Lo stesso articolo 2120 c.c. fornisce poi una nozione omnicomprensiva della retribuzione annua da prendere con riferimento. La stessa, infatti, comprende tutte le somme, compreso l’equivalente delle prestazioni in natura, corrisposte in dipendenza del rapporto di lavoro. Somme corrisposte a titolo non occasionale e con esclusione di quanto è corrisposto a titolo di rimborso spese.
La richiesta di anticipo del TFR da parte del lavoratore dipendente
Il prestatore di lavoro, con almeno 8 anni di servizio presso lo stesso datore di lavoro, può chiedere, in costanza di rapporto di lavoro, una anticipazione del trattamento di fine rapporto. In questo modo il lavoratore ha la possibilità di farsi liquidare parte del trattamento accantonato negli anni, per sfruttarlo per esigenze personale. L’anticipo del TFR, tuttavia, non può essere superiore al 70% della somma complessiva cui il lavoratore avrebbe diritto nel caso di cessazione del rapporto di lavoro alla data della richiesta stessa. Le domande dei lavoratori in tale senso devono essere soddisfatte annualmente dal datore di lavoro:
- Entro i limiti del 10% degli aventi titolo;
- E comunque del 4% del numero totale dei dipendenti.

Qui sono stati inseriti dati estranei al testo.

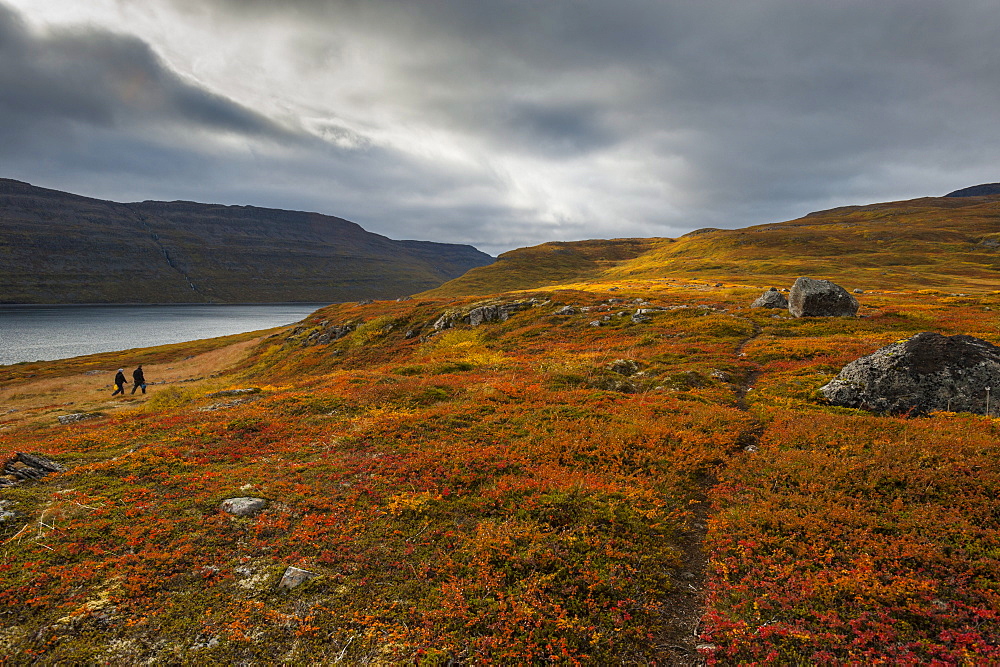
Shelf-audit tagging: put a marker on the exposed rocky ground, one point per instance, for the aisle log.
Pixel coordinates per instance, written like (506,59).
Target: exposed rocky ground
(924,373)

La ratio di tale limitazione deriva dalla funzione ulteriore del trattamento di fine rapporto. Ovvero la necessità di garantire una certa liquidità monetaria al datore di lavoro. La richiesta dei lavoratori sull’anticipo del TFR, in ogni caso, deve essere supportata dalle seguenti causali:
- Spese sanitarie per terapie e interventi straordinari riconosciuti dalla competenti strutture pubbliche;
- Acquisto della prima casa per se o per i figli, debitamente documentato da atto notarile. Oppure, comunque da mezzi atti a dimostrarne l’effettività della compravendita;
- Spese da sostenere durante i periodi di fruizione dei congedi parentali spettanti, ex articolo 7, Legge n. 53/2000. Questo per i primi 8 anni di vita del bambino e per i periodi di fruizione dei congedi per la formazione.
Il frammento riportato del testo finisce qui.